From Batch to Stream: What 2014's Lessons Mean for Today's Pipelines
The tools have changed. The principles haven’t.
This series has been based on a talk from Hadoop Summit 2014. The technology stack — MapReduce, HDFS, Hive, hourly batch partitions — is unmistakably of its era. Nobody starts a new data pipeline on MapReduce in the 2020s.
But rewatch the talk, and something becomes clear: almost nothing in it is about MapReduce. It’s about how to think about data pipelines at scale. The problems it solved — boilerplate explosion, alert fatigue, impact-blind monitoring, self-service reporting — are exactly the problems modern data teams face today.
This closing post maps the 2014 lessons onto today’s landscape and asks: what would we do differently, and what would we do exactly the same?
What’s Changed Since 2014
The macro shift is from batch to streaming (or at least, streaming-first with batch as a special case):
| 2014 | Now |
|---|---|
| MapReduce (Java) | Flink, Spark Structured Streaming, Kafka Streams |
| HDFS (hourly partitions) | Kafka topics, Iceberg/Delta Lake tables |
| Hourly batch processing | Real-time or micro-batch (seconds to minutes) |
| Hive for ad-hoc queries | Trino, Spark SQL, BigQuery, Snowflake |
| Custom job scheduler (Scala/Akka) | Airflow, Dagster, Prefect, Temporal |
| Graphite/OpenTSDB | Prometheus, Grafana, Datadog |
| Custom reporting portal | Looker, Metabase, Superset, Hex |
The tooling is dramatically better. But the architectural patterns — and the failure modes — are strikingly similar.
Lesson 1: DSLs Are More Relevant Than Ever
BeaconSpec (Post 2) was built because hand-coding MapReduce jobs for every metric was unsustainable. Today, nobody hand-codes MapReduce — but the DSL impulse has spread everywhere.

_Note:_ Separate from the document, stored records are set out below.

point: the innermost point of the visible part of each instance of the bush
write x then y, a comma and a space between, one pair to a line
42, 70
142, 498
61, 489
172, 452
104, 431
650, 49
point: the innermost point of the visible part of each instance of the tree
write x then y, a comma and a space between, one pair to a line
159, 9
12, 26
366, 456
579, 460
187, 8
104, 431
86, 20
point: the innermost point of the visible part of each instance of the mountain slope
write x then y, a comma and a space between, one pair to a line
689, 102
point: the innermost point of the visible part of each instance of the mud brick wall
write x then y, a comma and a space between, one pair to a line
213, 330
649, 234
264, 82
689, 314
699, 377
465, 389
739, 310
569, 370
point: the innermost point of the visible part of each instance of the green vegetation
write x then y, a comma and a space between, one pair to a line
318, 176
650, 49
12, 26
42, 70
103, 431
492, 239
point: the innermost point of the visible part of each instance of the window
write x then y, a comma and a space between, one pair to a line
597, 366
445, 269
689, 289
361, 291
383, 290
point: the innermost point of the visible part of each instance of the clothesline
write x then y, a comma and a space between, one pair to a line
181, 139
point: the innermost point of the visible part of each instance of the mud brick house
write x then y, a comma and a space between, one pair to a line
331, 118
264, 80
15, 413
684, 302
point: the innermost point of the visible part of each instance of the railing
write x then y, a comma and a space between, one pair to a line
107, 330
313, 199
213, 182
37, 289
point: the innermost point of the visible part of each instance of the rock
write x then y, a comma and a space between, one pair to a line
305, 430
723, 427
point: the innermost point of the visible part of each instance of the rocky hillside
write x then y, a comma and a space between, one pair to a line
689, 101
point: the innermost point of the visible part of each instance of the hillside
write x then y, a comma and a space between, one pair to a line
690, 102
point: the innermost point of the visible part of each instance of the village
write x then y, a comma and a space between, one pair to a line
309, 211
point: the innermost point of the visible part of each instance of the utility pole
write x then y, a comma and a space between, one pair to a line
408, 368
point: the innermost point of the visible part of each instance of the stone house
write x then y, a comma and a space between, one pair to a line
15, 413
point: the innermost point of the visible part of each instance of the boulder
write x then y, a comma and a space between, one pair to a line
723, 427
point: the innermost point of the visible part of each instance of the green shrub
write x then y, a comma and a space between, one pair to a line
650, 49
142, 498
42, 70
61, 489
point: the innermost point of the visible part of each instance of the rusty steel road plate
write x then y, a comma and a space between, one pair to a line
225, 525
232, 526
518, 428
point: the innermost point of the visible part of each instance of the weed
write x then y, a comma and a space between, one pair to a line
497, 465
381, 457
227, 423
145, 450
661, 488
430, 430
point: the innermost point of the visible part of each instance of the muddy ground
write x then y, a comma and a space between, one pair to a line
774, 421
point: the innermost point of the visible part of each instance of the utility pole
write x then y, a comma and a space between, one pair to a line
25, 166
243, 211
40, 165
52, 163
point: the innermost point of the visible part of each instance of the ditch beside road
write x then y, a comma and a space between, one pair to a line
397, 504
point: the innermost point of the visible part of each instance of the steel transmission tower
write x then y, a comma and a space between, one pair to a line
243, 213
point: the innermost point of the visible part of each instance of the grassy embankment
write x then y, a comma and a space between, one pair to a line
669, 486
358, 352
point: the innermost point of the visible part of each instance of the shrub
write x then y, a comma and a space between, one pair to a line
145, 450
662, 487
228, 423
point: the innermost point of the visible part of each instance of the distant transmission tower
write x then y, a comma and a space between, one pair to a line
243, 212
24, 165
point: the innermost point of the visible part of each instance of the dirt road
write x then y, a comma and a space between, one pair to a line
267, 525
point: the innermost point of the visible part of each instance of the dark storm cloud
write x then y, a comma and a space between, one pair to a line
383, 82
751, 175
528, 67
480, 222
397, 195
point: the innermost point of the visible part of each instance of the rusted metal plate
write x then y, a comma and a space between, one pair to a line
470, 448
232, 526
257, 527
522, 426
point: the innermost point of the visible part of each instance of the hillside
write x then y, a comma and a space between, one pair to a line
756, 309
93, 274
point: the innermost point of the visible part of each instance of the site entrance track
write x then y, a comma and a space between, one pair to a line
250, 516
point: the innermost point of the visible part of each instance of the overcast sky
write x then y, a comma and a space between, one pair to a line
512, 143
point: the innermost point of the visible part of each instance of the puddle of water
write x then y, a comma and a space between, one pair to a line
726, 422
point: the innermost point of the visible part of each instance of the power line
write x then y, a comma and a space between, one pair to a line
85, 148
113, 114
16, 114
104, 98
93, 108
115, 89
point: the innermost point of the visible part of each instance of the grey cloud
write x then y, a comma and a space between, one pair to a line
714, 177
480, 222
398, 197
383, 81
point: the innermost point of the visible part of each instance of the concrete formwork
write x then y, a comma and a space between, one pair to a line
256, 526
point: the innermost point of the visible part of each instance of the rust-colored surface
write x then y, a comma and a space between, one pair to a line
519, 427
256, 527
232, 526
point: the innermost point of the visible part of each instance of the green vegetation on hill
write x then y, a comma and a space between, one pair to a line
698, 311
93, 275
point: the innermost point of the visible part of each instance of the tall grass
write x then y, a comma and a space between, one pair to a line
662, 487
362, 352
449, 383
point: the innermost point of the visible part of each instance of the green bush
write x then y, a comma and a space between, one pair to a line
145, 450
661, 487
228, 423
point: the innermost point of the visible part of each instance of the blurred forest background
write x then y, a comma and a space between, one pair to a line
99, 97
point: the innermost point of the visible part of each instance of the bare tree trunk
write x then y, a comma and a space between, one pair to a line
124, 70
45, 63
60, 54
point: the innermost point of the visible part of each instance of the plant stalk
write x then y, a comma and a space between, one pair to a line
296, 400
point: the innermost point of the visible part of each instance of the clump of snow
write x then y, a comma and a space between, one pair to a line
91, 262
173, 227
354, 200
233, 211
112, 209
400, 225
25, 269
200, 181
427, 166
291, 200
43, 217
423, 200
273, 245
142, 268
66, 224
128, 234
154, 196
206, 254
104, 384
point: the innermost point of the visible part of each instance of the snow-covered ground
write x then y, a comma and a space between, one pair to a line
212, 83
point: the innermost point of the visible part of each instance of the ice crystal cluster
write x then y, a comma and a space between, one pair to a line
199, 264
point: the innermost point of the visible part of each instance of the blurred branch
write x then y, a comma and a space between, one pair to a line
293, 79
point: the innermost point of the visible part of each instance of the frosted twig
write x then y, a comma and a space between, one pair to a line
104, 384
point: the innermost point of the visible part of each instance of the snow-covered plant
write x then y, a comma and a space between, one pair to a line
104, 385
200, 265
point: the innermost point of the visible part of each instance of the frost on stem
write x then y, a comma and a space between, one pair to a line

Modern DSLs for Data Pipelines
| System | DSL | What It Replaces |
|---|---|---|
| dbt | SQL + Jinja + YAML config | Hand-written ETL scripts |
| Dataform | SQLX (SQL + JavaScript) | Manual BigQuery pipeline management |
| Apache Beam | Unified API (Java/Python/Go) | Platform-specific streaming code |
| Flink SQL | SQL over streams | Imperative Flink Java/Scala |
| KSQL / ksqlDB | SQL over Kafka topics | Kafka Streams Java API |
| Terraform / Pulumi | HCL / TypeScript | Manual infrastructure provisioning |
| Great Expectations | Declarative data quality specs | Ad-hoc validation scripts |
The pattern is identical to BeaconSpec: declare what you want computed, and let the framework handle how. dbt is, in many ways, the spiritual successor to BeaconSpec — it lets analysts write metric definitions in a high-level language (SQL + Jinja), and generates the execution plan, dependency graph, tests, and documentation automatically.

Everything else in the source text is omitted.